I didn’t feel ready when it was time to say goodbye. Honestly, it felt right to give my injuries the rest they deserved.

My body is repaying me in kind. I’m no longer weak, dizzy, nauseated, and frail.

I’m waiting for my parents to pick me up from the San Diego airport, encircled by my worldly possessions and a mild case of anxiety.

I’m wearing a cropped, pink argyle sweater, a white tennis skirt, and knee-high socks along with my black Mary Janes. The persistent drizzle threatens to ruin my perfect bow-tied ponytail.

Lev and I haven’t spoken to each other in seven months, and the way we parted ways suggested there was nothing to come back to.

The only update I’ve been given about him from Mom was that he got accepted to the Air Force Academy.

Can’t say I’m surprised, considering the effort Dixie and I went to, paired with his own unquestionable merit.

This means I’m not exactly sure if he is still in Todos Santos anymore, but there’s a teeny, tiny part of me that hopes he’ll come to the airport with my parents to pick me up.

Hence why I’m dressed like a blow-up doll ready to rock some lonely virgin’s world.

A Porsche Panamera pulls curbside in front of me. Being kidnapped by a rich man with a midlife crisis isn’t a lifelong dream of mine, but it still beats a Lev-less life.

The passenger door flings open and I step back instinctively, expecting a stranger, but come face-to-face with Mom.

Dad slips out of the driver’s seat. My heart tumbles down my chest to my stomach, then splits and rolls to both my feet.

“You got a new car!” I put on a fake smile (where is Lev?). “Congrats! It looks…” Green. So green. Radioactively green. “…cool.”

“Oh, honey, you don’t have to pretend.” Mom is clutching me like she doesn’t believe I exist, she hugs me so tightly. “We both know that car is entirely too green for its own good. It’s your father’s age.”

“Better a neon Porsche than a twentysomething secretary with daddy issues.”

Mom flashes him a tender smile, smoothing a hand over her cardigan. “Oh, but, honey, she would look so good next to your prenup-less divorce papers!”

“Wow. Two hundred hours of intensive therapy down the drain in two minutes. You guys are the best.” I erect two thumbs-up.

They grin at each other, then burst into laughter. It was their way to break the ice, apparently.

(WHERE IS LEV?)

“Bails! My goodness, how we’ve missed you.” Mom gathers me into her chest again.

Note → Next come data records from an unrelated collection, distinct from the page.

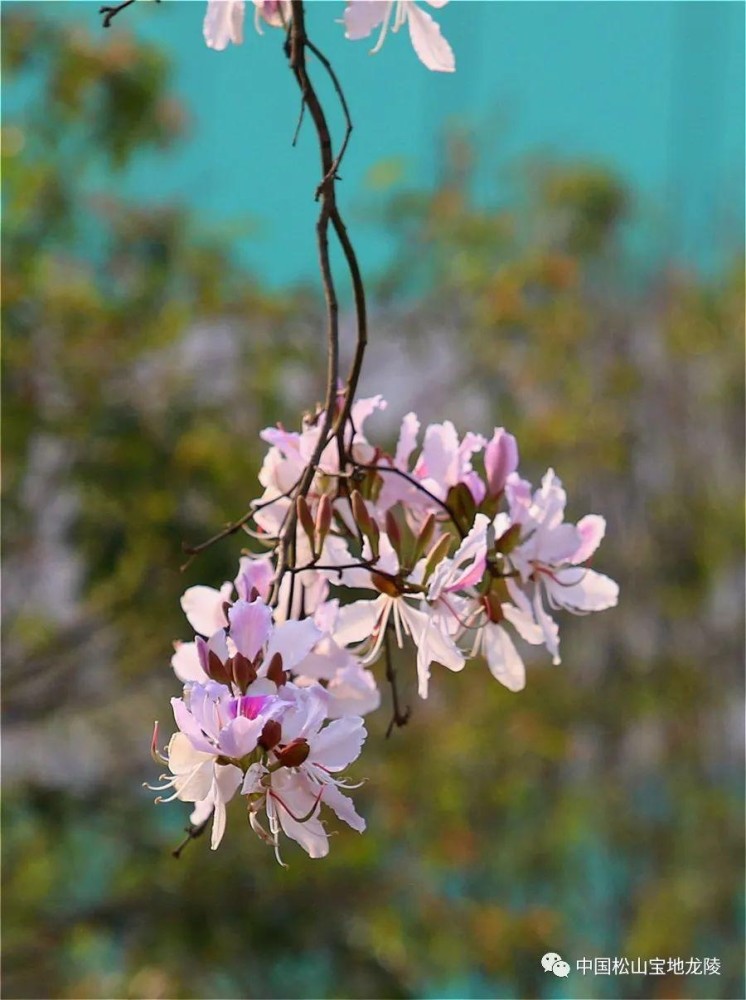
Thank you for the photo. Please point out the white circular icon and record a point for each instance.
(554, 963)
(549, 959)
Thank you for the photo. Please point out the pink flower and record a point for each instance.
(500, 460)
(362, 16)
(223, 23)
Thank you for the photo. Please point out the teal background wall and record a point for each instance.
(653, 90)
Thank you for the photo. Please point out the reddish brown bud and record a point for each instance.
(271, 735)
(384, 584)
(425, 536)
(323, 519)
(493, 607)
(306, 521)
(360, 512)
(393, 531)
(216, 669)
(275, 672)
(244, 672)
(294, 753)
(436, 554)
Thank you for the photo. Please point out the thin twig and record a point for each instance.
(192, 832)
(110, 11)
(296, 44)
(418, 485)
(398, 718)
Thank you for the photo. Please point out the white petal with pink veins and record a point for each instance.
(227, 780)
(357, 621)
(203, 607)
(582, 590)
(503, 658)
(343, 807)
(250, 626)
(524, 624)
(548, 626)
(223, 23)
(352, 691)
(591, 529)
(293, 640)
(339, 744)
(362, 16)
(186, 665)
(428, 42)
(410, 428)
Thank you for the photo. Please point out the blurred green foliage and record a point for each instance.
(599, 813)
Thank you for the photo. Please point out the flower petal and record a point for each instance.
(432, 49)
(203, 607)
(339, 744)
(503, 658)
(250, 626)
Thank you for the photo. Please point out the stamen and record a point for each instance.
(384, 29)
(298, 819)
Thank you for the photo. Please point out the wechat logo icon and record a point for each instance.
(553, 962)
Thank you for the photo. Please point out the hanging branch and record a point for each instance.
(296, 44)
(110, 11)
(398, 718)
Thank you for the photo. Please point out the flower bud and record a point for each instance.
(368, 527)
(436, 555)
(500, 460)
(323, 519)
(306, 521)
(275, 672)
(244, 672)
(216, 670)
(461, 502)
(360, 512)
(294, 753)
(271, 735)
(425, 536)
(393, 531)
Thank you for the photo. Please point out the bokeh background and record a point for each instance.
(552, 240)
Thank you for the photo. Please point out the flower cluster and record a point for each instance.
(440, 546)
(224, 24)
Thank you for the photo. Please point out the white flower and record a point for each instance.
(550, 552)
(223, 23)
(362, 16)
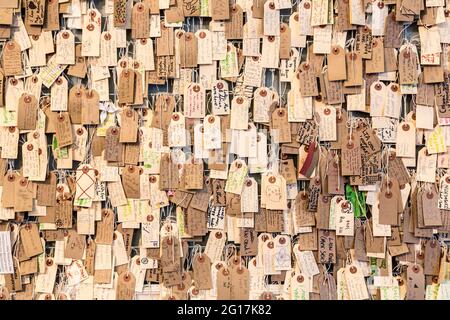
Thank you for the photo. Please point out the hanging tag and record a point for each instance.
(229, 65)
(120, 13)
(389, 198)
(140, 21)
(105, 228)
(205, 49)
(188, 50)
(202, 271)
(426, 166)
(353, 62)
(126, 286)
(444, 193)
(406, 140)
(90, 46)
(65, 47)
(90, 108)
(59, 95)
(236, 177)
(126, 87)
(144, 53)
(108, 50)
(327, 246)
(51, 20)
(12, 59)
(130, 181)
(336, 64)
(356, 284)
(271, 19)
(128, 126)
(220, 98)
(30, 240)
(274, 190)
(35, 12)
(220, 10)
(407, 63)
(280, 128)
(351, 156)
(415, 283)
(212, 137)
(234, 26)
(239, 113)
(27, 112)
(177, 131)
(327, 128)
(262, 100)
(307, 80)
(345, 220)
(194, 101)
(63, 130)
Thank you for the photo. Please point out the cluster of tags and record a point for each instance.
(216, 149)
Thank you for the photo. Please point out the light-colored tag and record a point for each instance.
(90, 46)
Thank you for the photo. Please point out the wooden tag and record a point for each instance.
(30, 240)
(126, 286)
(63, 130)
(407, 65)
(129, 126)
(51, 21)
(27, 112)
(220, 10)
(188, 50)
(353, 62)
(90, 110)
(126, 86)
(23, 195)
(336, 64)
(415, 282)
(307, 80)
(105, 228)
(12, 59)
(131, 181)
(35, 12)
(140, 21)
(202, 271)
(75, 245)
(120, 13)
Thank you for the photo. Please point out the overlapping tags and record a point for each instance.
(215, 149)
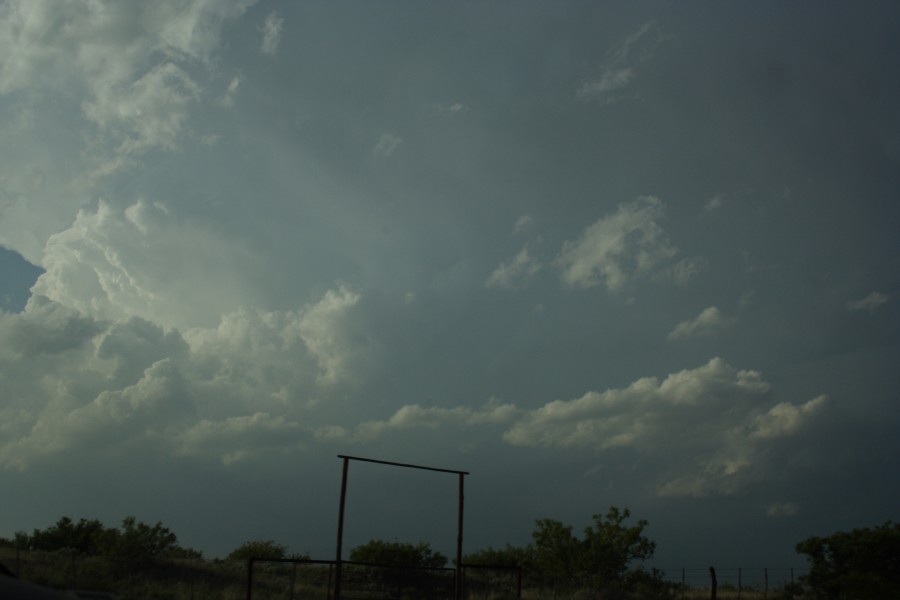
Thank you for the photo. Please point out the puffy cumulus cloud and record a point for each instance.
(414, 416)
(869, 303)
(271, 29)
(142, 261)
(619, 66)
(105, 42)
(619, 248)
(709, 322)
(227, 100)
(148, 114)
(94, 86)
(75, 383)
(706, 423)
(686, 270)
(515, 273)
(786, 418)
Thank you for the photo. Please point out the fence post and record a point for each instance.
(249, 579)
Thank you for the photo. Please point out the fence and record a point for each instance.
(314, 579)
(187, 579)
(735, 582)
(198, 579)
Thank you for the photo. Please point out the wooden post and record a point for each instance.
(337, 560)
(249, 578)
(459, 578)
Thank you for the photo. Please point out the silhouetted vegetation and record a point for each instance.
(601, 561)
(858, 564)
(140, 560)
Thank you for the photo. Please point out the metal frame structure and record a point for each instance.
(340, 541)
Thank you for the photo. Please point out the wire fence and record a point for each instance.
(736, 582)
(289, 579)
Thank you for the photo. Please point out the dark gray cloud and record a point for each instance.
(640, 256)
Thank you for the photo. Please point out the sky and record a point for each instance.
(633, 254)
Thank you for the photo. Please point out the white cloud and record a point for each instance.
(515, 273)
(320, 328)
(150, 113)
(785, 419)
(414, 416)
(386, 146)
(687, 269)
(618, 67)
(73, 383)
(706, 426)
(103, 83)
(272, 28)
(239, 438)
(709, 322)
(618, 248)
(869, 303)
(143, 261)
(227, 99)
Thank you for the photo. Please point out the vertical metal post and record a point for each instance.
(459, 578)
(337, 560)
(249, 578)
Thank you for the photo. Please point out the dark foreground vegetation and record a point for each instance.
(138, 560)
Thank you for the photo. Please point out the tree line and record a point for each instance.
(605, 559)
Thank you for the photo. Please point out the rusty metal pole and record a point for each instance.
(249, 578)
(459, 538)
(337, 560)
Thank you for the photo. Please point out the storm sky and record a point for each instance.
(594, 254)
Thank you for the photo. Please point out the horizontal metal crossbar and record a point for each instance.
(386, 462)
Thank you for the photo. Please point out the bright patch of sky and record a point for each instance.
(594, 255)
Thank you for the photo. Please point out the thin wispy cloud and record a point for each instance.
(870, 303)
(272, 28)
(387, 145)
(619, 66)
(223, 261)
(619, 248)
(709, 322)
(515, 273)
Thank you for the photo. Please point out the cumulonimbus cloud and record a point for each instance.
(515, 273)
(618, 248)
(709, 322)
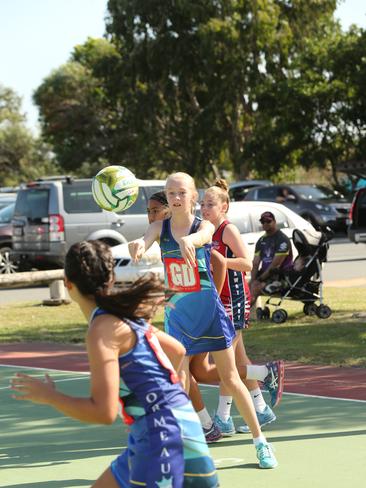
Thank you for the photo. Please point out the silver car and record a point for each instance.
(51, 214)
(245, 215)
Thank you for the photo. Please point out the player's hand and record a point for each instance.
(136, 249)
(32, 389)
(188, 251)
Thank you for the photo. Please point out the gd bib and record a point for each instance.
(181, 277)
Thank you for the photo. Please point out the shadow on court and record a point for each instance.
(318, 442)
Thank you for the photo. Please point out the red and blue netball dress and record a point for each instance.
(194, 314)
(166, 445)
(235, 293)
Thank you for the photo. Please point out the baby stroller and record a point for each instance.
(303, 281)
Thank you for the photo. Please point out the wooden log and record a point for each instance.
(30, 278)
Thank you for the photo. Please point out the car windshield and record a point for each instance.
(317, 192)
(6, 214)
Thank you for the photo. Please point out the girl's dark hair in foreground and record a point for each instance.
(90, 266)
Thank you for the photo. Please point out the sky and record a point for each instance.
(37, 36)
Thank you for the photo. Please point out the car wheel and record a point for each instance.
(279, 316)
(323, 311)
(7, 265)
(266, 313)
(259, 313)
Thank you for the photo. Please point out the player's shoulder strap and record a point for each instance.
(195, 225)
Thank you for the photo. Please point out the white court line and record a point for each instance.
(305, 395)
(202, 384)
(63, 371)
(84, 374)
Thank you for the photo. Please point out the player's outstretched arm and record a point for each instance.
(138, 247)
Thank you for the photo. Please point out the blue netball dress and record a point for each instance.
(194, 313)
(166, 444)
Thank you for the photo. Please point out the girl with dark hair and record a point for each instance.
(133, 369)
(157, 207)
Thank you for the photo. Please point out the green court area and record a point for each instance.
(318, 441)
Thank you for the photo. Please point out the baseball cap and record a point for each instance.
(267, 215)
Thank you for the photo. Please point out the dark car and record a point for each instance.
(239, 189)
(7, 265)
(321, 206)
(6, 199)
(357, 227)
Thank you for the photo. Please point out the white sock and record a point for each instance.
(255, 372)
(205, 419)
(224, 407)
(258, 400)
(259, 440)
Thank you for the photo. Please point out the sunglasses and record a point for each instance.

Dad enfolds me from behind. I eventually untangle myself from their octopus arms.

WHERE. IS. LEV?

Dad hoists my bags to the trunk of the Porsche, while Mom is pushing me into the back seat like I’m about to make a run for it.

I’m in a daze. He’s really not here. Foolish as I was, a part of me was certain Lev would show up. That he’d had a change of heart while I was away all these months and realized he still wants me to be a part of his life, despite everything.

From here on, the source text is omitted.